Dow Theory dates back to the early 1900s. It’s a simple way to define the stock market’s trend. The trend is up when both the Dow Jones Industrial Average (DJIA) and the Dow Jones Transportation Average (DJTA) reach new highs. New lows in both indexes define a downtrend.
With both indexes trading near all-time highs, Dow Theory says buy.
Researchers have tested Dow Theory. Early tests, published in 1933, showed that the theory didn’t beat a buy-and-hold strategy. In 1998, a team of researchers claimed that this paper was wrong. They said the theory delivered better risk-adjusted returns.
That later paper used statistical tricks. The researchers admitted that a buy-and-hold strategy beat Dow Theory signals by about 2% a year. But Dow Theory returns had a low standard deviation, and that meant risk-adjusted returns were better.
However, returns still didn’t beat buy and hold after adjusting for risk.
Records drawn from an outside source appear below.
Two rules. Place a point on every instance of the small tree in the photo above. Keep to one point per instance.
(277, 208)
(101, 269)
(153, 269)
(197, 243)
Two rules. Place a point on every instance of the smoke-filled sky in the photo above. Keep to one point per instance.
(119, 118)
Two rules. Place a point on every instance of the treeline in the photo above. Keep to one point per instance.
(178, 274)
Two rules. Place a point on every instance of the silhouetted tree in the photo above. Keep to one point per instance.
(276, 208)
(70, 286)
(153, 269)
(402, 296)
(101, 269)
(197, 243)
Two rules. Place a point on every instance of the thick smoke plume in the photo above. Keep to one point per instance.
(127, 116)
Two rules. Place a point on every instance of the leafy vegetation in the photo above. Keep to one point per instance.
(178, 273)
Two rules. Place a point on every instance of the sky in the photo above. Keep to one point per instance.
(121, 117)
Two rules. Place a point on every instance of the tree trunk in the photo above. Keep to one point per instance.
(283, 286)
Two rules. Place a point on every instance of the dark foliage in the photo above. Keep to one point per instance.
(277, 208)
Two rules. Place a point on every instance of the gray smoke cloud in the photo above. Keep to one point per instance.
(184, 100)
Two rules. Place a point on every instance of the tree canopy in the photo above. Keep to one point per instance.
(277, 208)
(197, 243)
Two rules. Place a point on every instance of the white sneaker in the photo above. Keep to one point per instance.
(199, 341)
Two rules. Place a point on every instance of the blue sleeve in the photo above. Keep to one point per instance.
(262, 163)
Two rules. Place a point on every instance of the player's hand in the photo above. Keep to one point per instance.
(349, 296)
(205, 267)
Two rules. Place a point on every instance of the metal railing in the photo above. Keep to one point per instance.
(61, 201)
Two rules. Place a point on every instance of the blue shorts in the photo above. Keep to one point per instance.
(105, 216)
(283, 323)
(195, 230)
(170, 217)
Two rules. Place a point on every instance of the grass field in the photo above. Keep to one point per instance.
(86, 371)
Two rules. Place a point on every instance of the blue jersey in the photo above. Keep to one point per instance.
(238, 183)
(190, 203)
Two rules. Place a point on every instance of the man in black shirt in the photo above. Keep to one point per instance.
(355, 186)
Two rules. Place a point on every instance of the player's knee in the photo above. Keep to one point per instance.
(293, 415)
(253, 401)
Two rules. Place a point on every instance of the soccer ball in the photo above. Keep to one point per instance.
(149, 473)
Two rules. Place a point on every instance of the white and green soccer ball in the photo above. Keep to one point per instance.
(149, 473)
The researchers simply moved the goal line and announced that Dow Theory performed better under their new rules.
The paper is long (46 pages) and includes a lot of statistics. So, many analysts read the headline instead of the paper.
That’s too bad because there’s a surprise for those who read the paper. Dow Theory works best in bear markets. All “excess risk-adjusted returns” came during deep bear markets.
Right now, we’re in a bull market. The Dow Theory buy signal simply confirms what we already know. But it’s late in the game for this bull market, and it’s time to be defensive. Believing the bull market has just begun can be an expensive mistake.